④ non local可以用在网络的早期部分,fc通常用在网络最后。
3. f和g的形式
3.1 g的形式
为简单起见,只考虑g为线性形式,$g({{\mathbf{x}}_{j}})\text{=}{{W}_{g}}{{\mathbf{x}}_{j}}$,${{W}_{g}}$为需要学习的权重向量,在空域可以使用1*1conv实现,在空间时间域(如时间序列的图像)可以通过1*1*1的卷积实现。
3.2 f为gaussian
$f({{\mathbf{x}}_{i}},{{\mathbf{x}}_{j}})\text{=}{{e}^{\mathbf{x}_{i}^{T}{{\mathbf{x}}_{j}}}}$
其中$\mathbf{x}_{i}^{T}{{\mathbf{x}}_{j}}$为点乘,因为点乘在深度学习平台中更易实现(欧式距离也可以)。此时归一化系数$C(\mathbf{x})=\sum\nolimits_{\forall j}{f({{\mathbf{x}}_{i}},{{\mathbf{x}}_{j}})}$
3.3 f为embedded Gaussian
$f({{\mathbf{x}}_{i}},{{\mathbf{x}}_{j}})\text{=}{{e}^{\theta {{({{\mathbf{x}}_{i}})}^{T}}\phi ({{\mathbf{x}}_{j}})}}$
其中$\theta ({{\mathbf{x}}_{i}})\text{=}{{W}_{\theta }}{{\mathbf{x}}_{i}}$,$\phi ({{\mathbf{x}}_{j}})\text{=}{{W}_{\phi }}{{\mathbf{x}}_{j}}$,此时$C(\mathbf{x})=\sum\nolimits_{\forall j}{f({{\mathbf{x}}_{i}},{{\mathbf{x}}_{j}})}$
self attention模块和non local的关系:可以认为self attention为embedded Gaussian的特殊形式,如给定i,$\frac{1}{C(\mathbf{x})}f({{\mathbf{x}}_{i}},{{\mathbf{x}}_{j}})$沿着j维度变成了计算softmax。此时$\mathbf{y}=softmax({{\mathbf{x}}^{T}}W_{\theta }^{T}{{W}_{\phi }}\mathbf{x})g(\mathbf{x})$,即为self attention的形式。
3.4 点乘
f可以定义为点乘的相似度(此处使用embedded的形式):
$f({{\mathbf{x}}_{i}},{{\mathbf{x}}_{j}})\text{=}\theta {{({{\mathbf{x}}_{i}})}^{T}}\phi ({{\mathbf{x}}_{j}})$
此时,归一化系数$C(\mathbf{x})=N$,N为x中所有位置的数量,而不是f的sum,这样可以简化梯度的计算。

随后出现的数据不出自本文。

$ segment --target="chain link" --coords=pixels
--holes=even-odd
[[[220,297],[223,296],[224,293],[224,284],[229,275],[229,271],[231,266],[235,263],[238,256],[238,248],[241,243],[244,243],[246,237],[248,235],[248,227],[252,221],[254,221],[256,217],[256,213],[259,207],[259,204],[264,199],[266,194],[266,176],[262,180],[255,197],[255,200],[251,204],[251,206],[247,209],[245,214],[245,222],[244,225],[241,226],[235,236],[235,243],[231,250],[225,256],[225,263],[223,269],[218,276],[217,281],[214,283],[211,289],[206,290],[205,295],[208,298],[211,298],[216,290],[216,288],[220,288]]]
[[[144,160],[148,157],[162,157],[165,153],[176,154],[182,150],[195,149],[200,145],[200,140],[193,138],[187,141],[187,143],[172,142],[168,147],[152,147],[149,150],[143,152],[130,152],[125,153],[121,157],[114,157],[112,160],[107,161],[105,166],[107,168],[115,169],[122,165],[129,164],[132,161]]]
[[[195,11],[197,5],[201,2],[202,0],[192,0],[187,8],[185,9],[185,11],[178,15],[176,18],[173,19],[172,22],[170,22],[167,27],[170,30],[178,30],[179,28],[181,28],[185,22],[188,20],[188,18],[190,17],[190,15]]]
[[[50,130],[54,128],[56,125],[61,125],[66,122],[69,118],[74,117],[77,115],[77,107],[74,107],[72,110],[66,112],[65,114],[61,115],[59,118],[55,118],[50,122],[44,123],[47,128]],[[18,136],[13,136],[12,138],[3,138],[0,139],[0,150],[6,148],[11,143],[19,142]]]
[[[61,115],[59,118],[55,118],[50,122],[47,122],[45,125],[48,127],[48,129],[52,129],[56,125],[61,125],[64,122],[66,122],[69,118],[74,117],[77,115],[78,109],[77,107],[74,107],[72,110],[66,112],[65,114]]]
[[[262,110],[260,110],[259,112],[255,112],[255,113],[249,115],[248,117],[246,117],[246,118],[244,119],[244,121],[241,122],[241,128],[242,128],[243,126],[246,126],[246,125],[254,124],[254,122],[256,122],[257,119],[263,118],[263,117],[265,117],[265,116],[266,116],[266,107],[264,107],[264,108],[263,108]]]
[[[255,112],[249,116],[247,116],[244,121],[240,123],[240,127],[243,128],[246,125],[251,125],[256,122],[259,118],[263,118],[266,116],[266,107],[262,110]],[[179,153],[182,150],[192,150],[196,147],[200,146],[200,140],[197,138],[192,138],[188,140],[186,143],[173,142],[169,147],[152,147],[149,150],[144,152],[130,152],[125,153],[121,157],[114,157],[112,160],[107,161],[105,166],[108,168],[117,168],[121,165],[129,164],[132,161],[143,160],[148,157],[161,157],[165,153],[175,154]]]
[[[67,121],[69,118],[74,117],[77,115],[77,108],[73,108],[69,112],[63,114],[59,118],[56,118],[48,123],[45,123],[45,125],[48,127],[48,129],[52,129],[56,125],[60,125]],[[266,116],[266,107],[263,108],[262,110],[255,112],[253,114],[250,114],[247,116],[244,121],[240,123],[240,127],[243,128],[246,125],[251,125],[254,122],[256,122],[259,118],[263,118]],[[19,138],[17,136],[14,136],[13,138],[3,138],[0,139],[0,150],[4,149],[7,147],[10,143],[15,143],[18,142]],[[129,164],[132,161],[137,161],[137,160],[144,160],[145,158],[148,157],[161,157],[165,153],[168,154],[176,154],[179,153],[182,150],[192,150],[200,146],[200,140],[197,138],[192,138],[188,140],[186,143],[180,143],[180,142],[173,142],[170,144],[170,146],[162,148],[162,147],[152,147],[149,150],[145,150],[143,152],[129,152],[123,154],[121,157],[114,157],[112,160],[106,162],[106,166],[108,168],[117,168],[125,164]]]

点乘和embedded Gaussian的区别是是否使用了作为激活函数的softmax。
3.5 Concatenation
$f({{\mathbf{x}}_{i}},{{\mathbf{x}}_{j}})\text{=ReLU(w}_{f}^{T}[\theta ({{\mathbf{x}}_{i}}),\phi ({{\mathbf{x}}_{j}})]\text{)}$
其中$[\cdot \cdot ]$代表concatenation,即拼接。${{w}_{f}}$为权重向量,用于将拼接后的向量映射到一个标量。$C(\mathbf{x})=N$
4. Non local block
将之前公式的non local操作扩展成non local block,可以嵌入到目前的网络结构中,如下:
${{\mathbf{z}}_{i}}={{W}_{z}}{{\mathbf{y}}_{i}}+{{\mathbf{x}}_{i}}$
其中${{\mathbf{y}}_{i}}=\frac{1}{C(\mathbf{x})}\sum\limits_{\forall j}{f({{\mathbf{x}}_{i}},{{\mathbf{x}}_{j}})g({{\mathbf{x}}_{j}})}$,$+{{\mathbf{x}}_{i}}$代表残差连接。残差连接方便将non local block嵌入到之前与训练的模型中,避免打乱其初始行为(如将${{W}_{z}}$初始化为0)。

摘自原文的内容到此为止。